The last act, though, whoosh. Dick Powell sucking on a pipe playing writer, freaking Gloria Grahame, one of the best character actors in Hollywood playing a Southern belle, and awfully. She won her one Oscar for the role, which is a crime. This part doesn’t work because she’s terrible, Powell is terrible, the backstabbing goes past acceptable (it involves the death of Grahame’s character) and, ultimately, no one ever cares about the writer. There is no way that Shields would give any shits about Powell’s important Southern writer, winner of a Pulitzer Prize. He just wouldn’t.

I’d watch this again, and will no doubt, for the first two acts. Hell, maybe I’ll just skip the last one.

Contrast this fast moving and thrilling look at the Golden Age of Hollywood with Two Weeks in Another Town, from a decade later, with the same star (Douglas), director, writer and producer. Bright Technicolor! The Italian Riviera! Good actors turned mediocre! Mental illness, sexy young ladies, George Hamilton proving once again that he’s just terrible!

Briefly: Jack Andrus (Douglas) is a washed up star who went CRAZY! It starts with him in an asylum, in fact. He’s called to Italy to work on a movie with Maurice Kruger (Edward G. Robinson). But Jack’s ex-wife, Carlotta, played by Cyd Charisse, is also in town with her millionaire husband. HER INFIDELITY DROVE JACK INSANE! Just so fucking stupid.
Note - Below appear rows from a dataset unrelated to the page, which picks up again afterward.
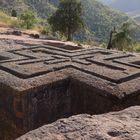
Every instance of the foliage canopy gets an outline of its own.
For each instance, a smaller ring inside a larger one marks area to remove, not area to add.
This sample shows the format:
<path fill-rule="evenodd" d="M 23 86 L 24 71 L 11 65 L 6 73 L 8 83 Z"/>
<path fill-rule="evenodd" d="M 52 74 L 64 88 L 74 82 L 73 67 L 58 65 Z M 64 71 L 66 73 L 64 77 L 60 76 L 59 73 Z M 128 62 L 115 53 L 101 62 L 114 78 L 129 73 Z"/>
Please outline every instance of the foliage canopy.
<path fill-rule="evenodd" d="M 83 27 L 82 4 L 78 0 L 61 0 L 56 12 L 49 18 L 53 31 L 59 31 L 72 39 L 72 35 Z"/>

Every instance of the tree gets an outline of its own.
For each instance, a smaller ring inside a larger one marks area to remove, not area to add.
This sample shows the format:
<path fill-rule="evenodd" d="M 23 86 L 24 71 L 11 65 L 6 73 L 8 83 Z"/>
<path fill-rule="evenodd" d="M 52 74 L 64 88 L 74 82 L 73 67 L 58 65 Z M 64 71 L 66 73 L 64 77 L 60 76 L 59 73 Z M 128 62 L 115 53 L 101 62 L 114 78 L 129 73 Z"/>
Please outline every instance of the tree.
<path fill-rule="evenodd" d="M 17 17 L 17 11 L 15 9 L 12 9 L 11 16 L 12 17 Z"/>
<path fill-rule="evenodd" d="M 53 31 L 59 31 L 72 40 L 72 35 L 83 27 L 82 4 L 78 0 L 61 0 L 56 12 L 49 18 Z"/>
<path fill-rule="evenodd" d="M 37 15 L 33 11 L 27 10 L 20 15 L 20 20 L 26 29 L 31 29 L 37 23 Z"/>
<path fill-rule="evenodd" d="M 131 31 L 130 24 L 124 23 L 120 29 L 112 33 L 111 37 L 111 47 L 123 50 L 131 45 L 132 39 L 129 36 Z M 110 41 L 109 41 L 110 42 Z M 111 49 L 108 45 L 108 49 Z"/>
<path fill-rule="evenodd" d="M 109 38 L 109 43 L 108 43 L 107 49 L 112 48 L 112 37 L 113 37 L 114 33 L 116 33 L 116 28 L 115 27 L 114 27 L 114 30 L 111 30 L 111 32 L 110 32 L 110 38 Z"/>

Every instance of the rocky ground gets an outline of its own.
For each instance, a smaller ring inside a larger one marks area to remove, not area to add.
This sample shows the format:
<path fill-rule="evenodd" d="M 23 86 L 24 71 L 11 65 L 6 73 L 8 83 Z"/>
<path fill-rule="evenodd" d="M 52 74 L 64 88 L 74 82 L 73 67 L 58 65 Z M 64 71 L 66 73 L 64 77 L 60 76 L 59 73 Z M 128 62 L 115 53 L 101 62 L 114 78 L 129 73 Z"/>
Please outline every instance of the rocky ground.
<path fill-rule="evenodd" d="M 140 107 L 103 115 L 77 115 L 31 131 L 17 140 L 140 140 Z"/>

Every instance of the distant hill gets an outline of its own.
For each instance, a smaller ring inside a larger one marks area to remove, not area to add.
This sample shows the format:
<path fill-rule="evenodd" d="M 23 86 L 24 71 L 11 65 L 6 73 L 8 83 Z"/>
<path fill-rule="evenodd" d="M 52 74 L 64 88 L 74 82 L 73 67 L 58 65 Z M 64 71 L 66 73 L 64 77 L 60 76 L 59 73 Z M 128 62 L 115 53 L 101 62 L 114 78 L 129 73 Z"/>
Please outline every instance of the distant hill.
<path fill-rule="evenodd" d="M 115 0 L 111 6 L 123 12 L 132 12 L 140 10 L 140 0 Z"/>
<path fill-rule="evenodd" d="M 112 10 L 99 1 L 81 0 L 81 2 L 86 29 L 75 34 L 75 38 L 78 40 L 107 41 L 110 30 L 114 26 L 132 20 L 127 15 Z M 59 0 L 0 0 L 0 9 L 8 11 L 10 14 L 11 9 L 16 9 L 20 13 L 29 8 L 37 12 L 43 19 L 47 19 L 56 10 L 58 3 Z"/>

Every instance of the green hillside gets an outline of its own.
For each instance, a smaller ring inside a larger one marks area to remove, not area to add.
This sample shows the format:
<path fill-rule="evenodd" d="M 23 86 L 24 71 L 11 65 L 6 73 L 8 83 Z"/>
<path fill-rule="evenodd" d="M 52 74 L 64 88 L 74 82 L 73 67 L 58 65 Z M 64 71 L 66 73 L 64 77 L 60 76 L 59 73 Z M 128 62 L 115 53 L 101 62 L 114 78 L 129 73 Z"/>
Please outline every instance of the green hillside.
<path fill-rule="evenodd" d="M 81 0 L 85 30 L 75 34 L 78 40 L 107 41 L 109 32 L 114 26 L 119 26 L 130 19 L 127 15 L 104 6 L 96 0 Z M 8 11 L 16 9 L 18 13 L 32 9 L 43 19 L 47 19 L 57 8 L 59 0 L 0 0 L 0 8 Z M 139 35 L 139 33 L 138 33 Z"/>

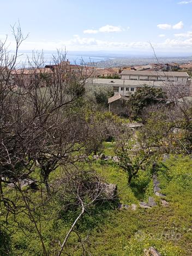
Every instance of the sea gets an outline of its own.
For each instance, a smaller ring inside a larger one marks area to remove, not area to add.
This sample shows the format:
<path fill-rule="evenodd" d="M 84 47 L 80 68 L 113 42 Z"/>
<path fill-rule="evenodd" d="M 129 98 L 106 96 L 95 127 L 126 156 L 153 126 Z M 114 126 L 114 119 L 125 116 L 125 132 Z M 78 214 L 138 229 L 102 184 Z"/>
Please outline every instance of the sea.
<path fill-rule="evenodd" d="M 58 57 L 57 51 L 44 51 L 43 54 L 41 53 L 40 51 L 20 51 L 19 53 L 17 59 L 17 68 L 25 66 L 25 68 L 27 68 L 30 66 L 28 61 L 33 66 L 34 66 L 35 63 L 37 62 L 38 63 L 39 66 L 44 67 L 45 65 L 54 64 L 53 60 L 57 60 Z M 76 54 L 67 53 L 65 59 L 65 60 L 68 59 L 71 64 L 81 65 L 83 63 L 89 66 L 94 65 L 94 66 L 100 68 L 142 65 L 151 63 L 158 63 L 158 62 L 160 63 L 174 62 L 182 63 L 192 61 L 191 54 L 189 54 L 188 56 L 180 55 L 179 56 L 177 56 L 176 54 L 176 56 L 174 56 L 174 55 L 170 57 L 169 56 L 163 57 L 159 56 L 157 60 L 154 56 L 151 55 L 124 55 L 117 53 L 106 54 L 106 53 L 99 52 L 78 52 L 78 53 L 76 53 Z M 61 60 L 56 61 L 57 63 L 60 62 Z"/>
<path fill-rule="evenodd" d="M 62 58 L 62 60 L 64 59 L 65 60 L 68 60 L 70 64 L 81 65 L 83 63 L 85 65 L 91 65 L 92 63 L 96 63 L 100 61 L 107 61 L 110 60 L 112 60 L 113 58 L 107 57 L 105 56 L 92 56 L 92 55 L 71 55 L 67 54 L 66 55 L 63 53 L 63 56 L 65 57 Z M 54 64 L 55 62 L 59 62 L 58 60 L 58 55 L 57 52 L 42 52 L 36 51 L 20 51 L 19 53 L 18 57 L 17 58 L 17 67 L 21 67 L 25 66 L 27 67 L 28 63 L 30 62 L 32 65 L 33 62 L 34 64 L 35 62 L 41 64 L 41 66 L 45 66 L 51 64 Z"/>

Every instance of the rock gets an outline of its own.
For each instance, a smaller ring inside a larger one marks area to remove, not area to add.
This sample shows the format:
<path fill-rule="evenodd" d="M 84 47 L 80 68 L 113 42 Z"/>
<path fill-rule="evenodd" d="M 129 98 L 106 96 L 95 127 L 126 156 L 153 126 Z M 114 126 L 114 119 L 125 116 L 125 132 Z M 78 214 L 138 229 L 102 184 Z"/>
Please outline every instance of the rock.
<path fill-rule="evenodd" d="M 145 209 L 149 208 L 151 208 L 149 205 L 145 202 L 140 202 L 139 203 L 139 205 L 140 207 L 141 208 L 144 208 Z"/>
<path fill-rule="evenodd" d="M 160 183 L 157 179 L 156 175 L 153 175 L 153 182 L 154 186 L 159 186 Z"/>
<path fill-rule="evenodd" d="M 161 205 L 165 207 L 167 207 L 169 203 L 166 200 L 161 200 Z"/>
<path fill-rule="evenodd" d="M 117 195 L 117 185 L 115 184 L 101 183 L 100 188 L 102 194 L 107 199 L 115 199 Z"/>
<path fill-rule="evenodd" d="M 37 181 L 32 179 L 29 179 L 29 178 L 26 178 L 25 179 L 19 179 L 19 182 L 20 183 L 21 188 L 23 188 L 25 187 L 28 187 L 32 189 L 37 189 L 38 185 L 37 184 Z M 13 187 L 15 186 L 15 183 L 18 184 L 18 182 L 13 182 L 11 183 L 9 183 L 8 185 L 10 187 Z"/>
<path fill-rule="evenodd" d="M 159 192 L 155 192 L 155 195 L 157 195 L 157 196 L 160 196 L 161 197 L 165 197 L 166 195 L 162 194 L 162 193 L 159 193 Z"/>
<path fill-rule="evenodd" d="M 100 155 L 100 159 L 101 160 L 104 160 L 105 158 L 105 154 L 101 154 Z"/>
<path fill-rule="evenodd" d="M 161 256 L 161 254 L 154 247 L 150 247 L 148 250 L 143 250 L 145 256 Z"/>
<path fill-rule="evenodd" d="M 107 160 L 110 160 L 110 159 L 112 159 L 112 156 L 110 156 L 110 155 L 106 155 L 106 156 L 105 156 L 105 158 L 104 158 L 104 160 L 105 160 L 105 161 L 107 161 Z"/>
<path fill-rule="evenodd" d="M 117 207 L 117 208 L 118 208 L 118 209 L 119 209 L 119 210 L 122 210 L 123 208 L 123 203 L 119 203 L 118 205 L 118 207 Z"/>
<path fill-rule="evenodd" d="M 169 154 L 164 154 L 163 156 L 163 161 L 165 162 L 166 160 L 170 158 L 170 155 Z"/>
<path fill-rule="evenodd" d="M 124 205 L 124 207 L 125 209 L 128 209 L 129 208 L 129 206 L 128 205 Z"/>
<path fill-rule="evenodd" d="M 113 156 L 112 160 L 115 162 L 118 162 L 119 161 L 118 157 L 116 156 Z"/>
<path fill-rule="evenodd" d="M 149 196 L 148 200 L 148 204 L 151 207 L 157 206 L 157 203 L 152 196 Z"/>
<path fill-rule="evenodd" d="M 131 209 L 132 211 L 136 211 L 137 210 L 137 206 L 135 203 L 132 203 L 132 205 L 131 205 Z"/>
<path fill-rule="evenodd" d="M 120 203 L 118 206 L 118 208 L 119 210 L 125 209 L 127 210 L 129 208 L 129 206 L 128 205 L 123 205 L 123 203 Z"/>
<path fill-rule="evenodd" d="M 28 178 L 19 181 L 20 183 L 21 188 L 22 188 L 24 187 L 28 186 L 32 189 L 37 189 L 37 184 L 36 181 L 34 179 L 29 179 Z"/>
<path fill-rule="evenodd" d="M 155 194 L 156 192 L 159 192 L 161 189 L 158 186 L 154 186 L 153 190 L 154 190 L 154 193 Z"/>

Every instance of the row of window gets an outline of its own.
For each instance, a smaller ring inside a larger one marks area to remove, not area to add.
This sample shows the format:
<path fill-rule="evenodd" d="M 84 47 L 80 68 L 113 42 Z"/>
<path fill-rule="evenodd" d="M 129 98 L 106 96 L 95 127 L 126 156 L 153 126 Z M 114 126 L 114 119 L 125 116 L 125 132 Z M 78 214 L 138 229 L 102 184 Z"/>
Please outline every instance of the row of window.
<path fill-rule="evenodd" d="M 121 78 L 122 79 L 123 79 L 123 77 Z M 178 81 L 178 78 L 176 77 L 175 79 L 174 78 L 161 78 L 161 77 L 157 77 L 157 78 L 130 78 L 128 80 L 141 80 L 141 81 L 168 81 L 168 82 L 175 82 L 175 81 Z M 179 80 L 181 82 L 183 81 L 183 78 L 180 78 Z"/>
<path fill-rule="evenodd" d="M 121 91 L 135 91 L 135 88 L 129 88 L 129 87 L 121 87 Z M 113 86 L 113 91 L 119 91 L 119 87 L 118 86 Z"/>

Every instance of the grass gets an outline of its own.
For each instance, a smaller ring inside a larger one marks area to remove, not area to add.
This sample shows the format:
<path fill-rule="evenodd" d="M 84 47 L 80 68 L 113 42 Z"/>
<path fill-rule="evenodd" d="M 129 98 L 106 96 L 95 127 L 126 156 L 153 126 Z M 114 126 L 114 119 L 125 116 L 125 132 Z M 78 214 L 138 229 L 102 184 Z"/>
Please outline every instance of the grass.
<path fill-rule="evenodd" d="M 158 175 L 169 207 L 161 206 L 157 198 L 158 205 L 151 209 L 109 212 L 102 224 L 92 231 L 88 250 L 92 255 L 142 255 L 151 246 L 162 255 L 191 255 L 192 160 L 173 157 L 159 165 Z M 125 173 L 117 166 L 97 162 L 95 167 L 109 182 L 117 184 L 124 203 L 146 201 L 153 195 L 152 179 L 146 173 L 140 173 L 128 187 Z"/>
<path fill-rule="evenodd" d="M 106 155 L 115 155 L 113 142 L 105 142 L 104 146 Z M 166 195 L 166 200 L 169 203 L 167 207 L 161 206 L 159 198 L 154 195 L 150 169 L 139 172 L 131 185 L 128 186 L 126 173 L 112 160 L 95 160 L 91 166 L 87 165 L 84 165 L 84 167 L 95 169 L 107 182 L 116 184 L 119 202 L 123 204 L 138 205 L 140 201 L 147 201 L 149 196 L 153 196 L 158 203 L 157 206 L 151 209 L 137 207 L 135 211 L 130 208 L 120 210 L 111 202 L 93 207 L 75 228 L 82 238 L 85 238 L 88 233 L 85 247 L 90 254 L 142 255 L 145 249 L 153 246 L 164 256 L 191 255 L 192 159 L 190 158 L 172 156 L 166 162 L 159 163 L 157 175 L 161 191 Z M 62 170 L 58 168 L 51 175 L 50 178 L 54 179 L 59 175 L 60 172 Z M 36 193 L 32 193 L 30 196 L 38 199 L 39 192 Z M 14 194 L 11 196 L 14 196 Z M 77 213 L 71 211 L 67 216 L 60 214 L 58 218 L 58 203 L 55 201 L 50 202 L 50 212 L 45 212 L 41 228 L 46 246 L 52 249 L 56 246 L 54 241 L 58 238 L 62 241 Z M 18 216 L 18 218 L 20 225 L 27 230 L 28 236 L 23 236 L 17 227 L 13 226 L 14 232 L 9 237 L 11 238 L 13 251 L 17 255 L 41 255 L 40 242 L 33 224 L 24 213 Z M 14 220 L 9 219 L 9 221 L 14 222 Z M 0 249 L 1 241 L 0 237 Z M 74 245 L 78 243 L 80 243 L 79 238 L 73 232 L 68 242 L 67 250 L 74 248 Z M 81 249 L 77 249 L 73 255 L 81 255 Z"/>

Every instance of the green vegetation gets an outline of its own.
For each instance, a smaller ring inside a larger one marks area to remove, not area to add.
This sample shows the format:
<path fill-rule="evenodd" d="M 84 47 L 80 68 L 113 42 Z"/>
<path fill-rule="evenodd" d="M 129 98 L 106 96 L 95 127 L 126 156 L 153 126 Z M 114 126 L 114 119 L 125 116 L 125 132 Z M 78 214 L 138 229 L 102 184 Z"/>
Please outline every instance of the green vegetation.
<path fill-rule="evenodd" d="M 191 255 L 191 103 L 145 87 L 120 118 L 59 52 L 16 88 L 17 53 L 0 49 L 0 255 Z"/>

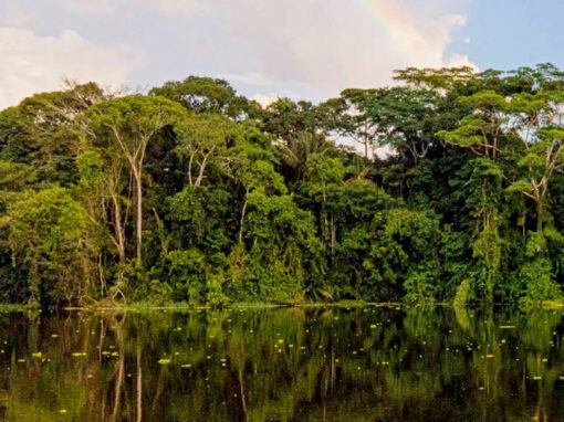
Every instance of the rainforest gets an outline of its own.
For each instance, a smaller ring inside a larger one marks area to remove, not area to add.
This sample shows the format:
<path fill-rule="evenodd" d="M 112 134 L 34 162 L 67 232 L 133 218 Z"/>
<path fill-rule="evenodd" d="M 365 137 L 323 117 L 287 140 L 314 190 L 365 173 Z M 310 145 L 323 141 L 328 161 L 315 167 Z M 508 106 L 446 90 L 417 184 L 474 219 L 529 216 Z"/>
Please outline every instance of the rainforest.
<path fill-rule="evenodd" d="M 189 76 L 0 112 L 0 302 L 557 303 L 564 72 L 263 106 Z"/>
The women in this film are either young Italian angels being drooled over by an older Kirk Douglas (though we’re supposed to cheer this pursuit) or they’re conniving harpies who devour men’s souls. Except that Carlotta’s infidelity is matched by Kruger’s, whose wife also seems to have lost her mind due to this but… well, the guys get to do that, right?

Also, it’s got that weird, post World War II, pre-1970s attitude of Italy not a place that people actually live but as an American tourist mecca where the locals kowtow to their every damn whim.

I’ve seen it, checked it off, won’t return.